Myanmar’s military has destroyed about 60 churches in the past 18 months and turned a third of them into Buddhist pagodas in northern Kachin state, according to an American pastor who visited the region recently.
“In the last 18 months, they have bombed 60 churches. Of the 60 churches they have bombed, they have put Buddhist pagodas in 20 of those sites to reclaim them. It is a pretty severe thing,” Bob Roberts told The Christian Post, adding, “[To] be clear, most of it is about ethnic cleansing.”
Thomas Muller, analyst at the World Watch Research unit of the charity Open Doors International, said he had not heard any such reports but that it was “entirely possible”.
“The army and radical monks do work side by side,” he said. “The army uses the motive that the country is threatened by outside forces – Muslim, Western or others – and therefore find radical groups like Buddha Dhamma Parahita Foundation (formerly known as Ma Ba Tha) quite handy. Preserving national unity means defending Buddhism as well; this is where they meet.”
During a visit to the UK parliament in 2016, Myanmar’s first Catholic cardinal, Charles Maung Bo, said that “over the decades of armed conflict, the military has turned religion into a tool of oppression.
“In Chin state, for example, crosses have been destroyed and Christians have been forced to construct Buddhist pagodas in their place… At least 66 churches in Kachin state have been destroyed since the conflict reignited in 2011.”
‘Distressing reports’
Myanmar’s army unleashed a violent campaign last year against the predominantly Muslim Rohingya ethnic group in Rakhine state, causing around 700,000 people to flee into neighbouring Bangladesh.
And Roberts, the founder of a church in Texas and member of the Faith Coalition to Stop Genocide in Burma, said there were comparisons to be made now in Kachin: “Already, there has been murder, there has been rape; there has been all of these things. It has not yet gotten to the level of the Rohingya. But there is concern that it could, real easy.”

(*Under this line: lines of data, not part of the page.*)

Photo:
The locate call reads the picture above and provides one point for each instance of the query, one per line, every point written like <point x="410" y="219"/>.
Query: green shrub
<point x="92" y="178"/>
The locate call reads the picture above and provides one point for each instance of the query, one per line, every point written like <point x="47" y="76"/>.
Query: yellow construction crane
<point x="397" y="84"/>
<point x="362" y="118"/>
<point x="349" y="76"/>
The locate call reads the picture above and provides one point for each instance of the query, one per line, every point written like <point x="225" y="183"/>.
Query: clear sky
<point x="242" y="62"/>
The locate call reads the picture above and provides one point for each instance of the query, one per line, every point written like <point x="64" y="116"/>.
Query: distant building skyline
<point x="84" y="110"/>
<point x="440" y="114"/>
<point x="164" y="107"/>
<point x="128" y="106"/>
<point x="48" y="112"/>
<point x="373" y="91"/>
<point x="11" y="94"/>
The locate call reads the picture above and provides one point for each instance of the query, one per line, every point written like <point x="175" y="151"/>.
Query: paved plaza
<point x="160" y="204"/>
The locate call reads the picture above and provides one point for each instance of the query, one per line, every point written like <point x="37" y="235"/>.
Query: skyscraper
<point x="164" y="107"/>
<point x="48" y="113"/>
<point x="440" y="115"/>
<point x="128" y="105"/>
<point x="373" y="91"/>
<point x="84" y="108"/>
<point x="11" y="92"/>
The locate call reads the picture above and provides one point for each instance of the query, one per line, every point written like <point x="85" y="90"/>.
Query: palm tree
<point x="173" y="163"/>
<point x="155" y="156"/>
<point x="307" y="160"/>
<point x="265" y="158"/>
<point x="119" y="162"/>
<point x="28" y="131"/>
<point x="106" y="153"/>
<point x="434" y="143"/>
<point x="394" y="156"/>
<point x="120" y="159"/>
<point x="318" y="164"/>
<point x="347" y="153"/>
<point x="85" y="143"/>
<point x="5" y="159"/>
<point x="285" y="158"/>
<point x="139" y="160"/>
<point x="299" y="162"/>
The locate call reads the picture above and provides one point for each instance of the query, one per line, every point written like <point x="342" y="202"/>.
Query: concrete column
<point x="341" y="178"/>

UN special rapporteur for Myanmar, Yanghee Lee, told the UN Human Rights Council in her report on 27 June that there is credible evidence “of violations of human rights, including the widespread and systematic attacks by security forces against the Rohingya community, possibly amounting to crimes against humanity”.
Meanwhile, in Kachin, thousands of lives have been lost and at least 120,000 people have been displaced in a decades-long conflict between the army and the Kachin Independence Army (KIA).
Since violence flared up again in March, more than 13,000 people belonging to the predominantly Christian Kachin people have fled their homes, Lee said.
“There are distressing reports that fleeing civilians, including a number of children, were allegedly used by the military as human shields and minesweepers,” she said. “Thousands of villagers were forced to flee, only to be trapped in the forest without assistance, and in some villages affected by hostilities they were reportedly blocked from leaving by the military.”
Most of those displaced have sought shelter either in local churches or in camps for internally displaced people (IDPs). “Nearly every Baptist church — I don’t care if it is little or big, and most of them are not all that large — has between 400 and 2,000 refugees now in Kachin state,” Roberts said.
As the area is hard to reach by aid agencies it is the Kachin Baptist Convention that is doing most of the relief work.
And Lee said she was “deeply concerned to receive reports that the Kachin Baptist Convention, a key provider of support to the displaced Kachin, has halted its activities in non-government controlled areas as a result of being threatened with arrest by the military”.
There is “a tremendous amount of fear that things are about to seep up pretty dramatically”, according to Roberts, who said that, unlike with the Rohingya, the Kachin are not so easily able to flee across the border into China and India due to tighter controls.